Right now, I’m very angry with sports. Perhaps a better way to say it is that I’m angry with our culture’s value of sports.
I’m talking with a grandmother from the Philippines about football. She wonders aloud if there will be a change now that we know what football is doing to the players’ brains, now that we have some confirmation of the long-term, irreparable damage that is happening when they ram into each other and shake their brains like jars of jelly.
I offer that as long as we pay them well, it won’t matter.
I tell her what my university spends on athletics and that a new study shows colleges and universities spend 7 times more on their athletics programs than they do on their students. No evidence exists to show that for most programs, that this is money well spent.
But sports, I love. I love the team, the goal, the competition. I love the coaches. I love the senior players who mentor the newbies and teach them, above all, humility matters. I love uniforms and mascots. I love the rousing speeches about expectations and striving for greatness. Especially when the team is the underdog. I love the underdog. I love close calls. I love the player dropping to her knees after a shot, waiting to see if it’s good.
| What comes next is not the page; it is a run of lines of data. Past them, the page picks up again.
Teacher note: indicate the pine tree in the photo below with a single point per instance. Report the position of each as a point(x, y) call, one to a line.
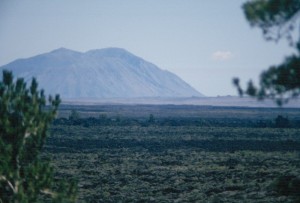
point(25, 115)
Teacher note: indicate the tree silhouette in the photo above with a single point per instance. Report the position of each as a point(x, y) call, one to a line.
point(25, 116)
point(277, 19)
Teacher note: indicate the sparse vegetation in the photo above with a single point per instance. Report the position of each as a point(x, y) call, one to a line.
point(190, 154)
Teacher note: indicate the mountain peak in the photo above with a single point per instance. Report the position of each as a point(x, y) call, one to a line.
point(101, 73)
point(63, 50)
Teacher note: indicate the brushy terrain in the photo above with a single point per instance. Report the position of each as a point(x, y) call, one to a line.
point(180, 154)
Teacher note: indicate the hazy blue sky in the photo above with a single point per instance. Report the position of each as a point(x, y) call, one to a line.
point(205, 42)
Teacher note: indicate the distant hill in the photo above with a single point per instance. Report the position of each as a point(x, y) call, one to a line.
point(103, 73)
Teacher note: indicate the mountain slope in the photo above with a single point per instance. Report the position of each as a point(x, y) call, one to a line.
point(104, 73)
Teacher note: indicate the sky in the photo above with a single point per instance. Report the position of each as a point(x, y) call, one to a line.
point(204, 42)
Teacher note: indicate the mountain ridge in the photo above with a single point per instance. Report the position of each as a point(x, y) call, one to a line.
point(99, 73)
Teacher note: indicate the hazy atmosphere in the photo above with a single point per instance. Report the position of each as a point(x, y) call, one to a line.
point(206, 43)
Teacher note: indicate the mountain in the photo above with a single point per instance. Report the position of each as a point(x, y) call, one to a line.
point(103, 73)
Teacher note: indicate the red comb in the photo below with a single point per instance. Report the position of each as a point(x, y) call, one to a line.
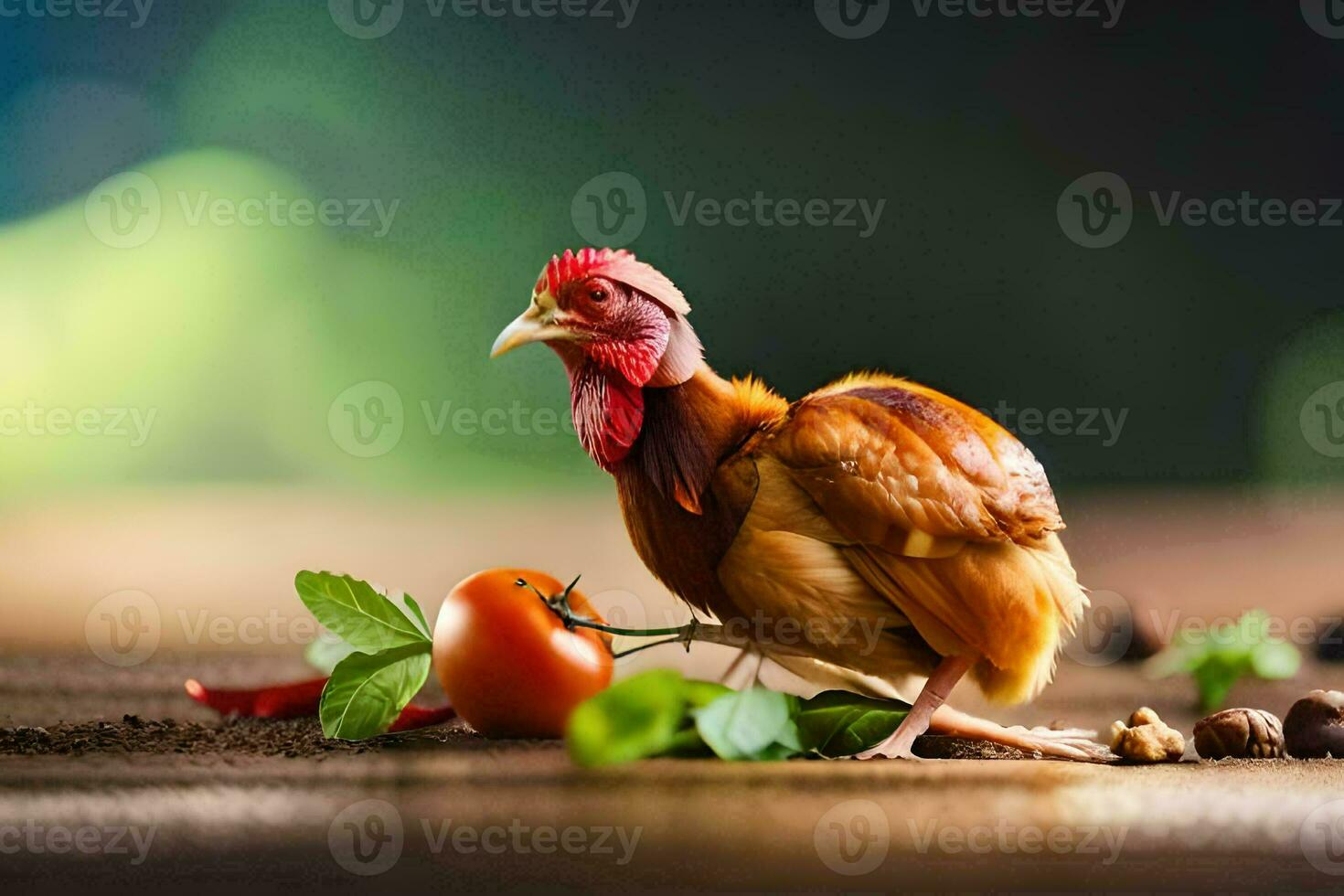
point(617, 265)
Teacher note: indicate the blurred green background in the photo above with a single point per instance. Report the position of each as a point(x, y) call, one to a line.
point(251, 344)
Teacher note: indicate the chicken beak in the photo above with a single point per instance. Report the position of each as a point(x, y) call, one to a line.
point(529, 326)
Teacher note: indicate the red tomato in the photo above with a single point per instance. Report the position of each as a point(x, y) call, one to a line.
point(507, 663)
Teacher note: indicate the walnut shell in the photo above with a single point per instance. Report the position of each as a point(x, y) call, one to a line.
point(1240, 733)
point(1313, 729)
point(1147, 738)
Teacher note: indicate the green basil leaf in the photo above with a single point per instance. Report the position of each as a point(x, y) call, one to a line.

It’s good.
I wish I followed sports. I wish we had a ritual around even just one sport. Sunday afternoon NBA. We order pizza or make chili. Maybe we have some friends over. We would wear jerseys with our favorite players’ names. We quote stats from heart.
Even on the days when we have nothing to say to each other, on the days when we feel like strangers, we would do this.
Doris Kerns Goodwin says about her father, “We could always talk about baseball.”
LeBron up for the free throw. We all hold our breath together as the ball arcs up, up and then drops. The silence between us is mere anticipation.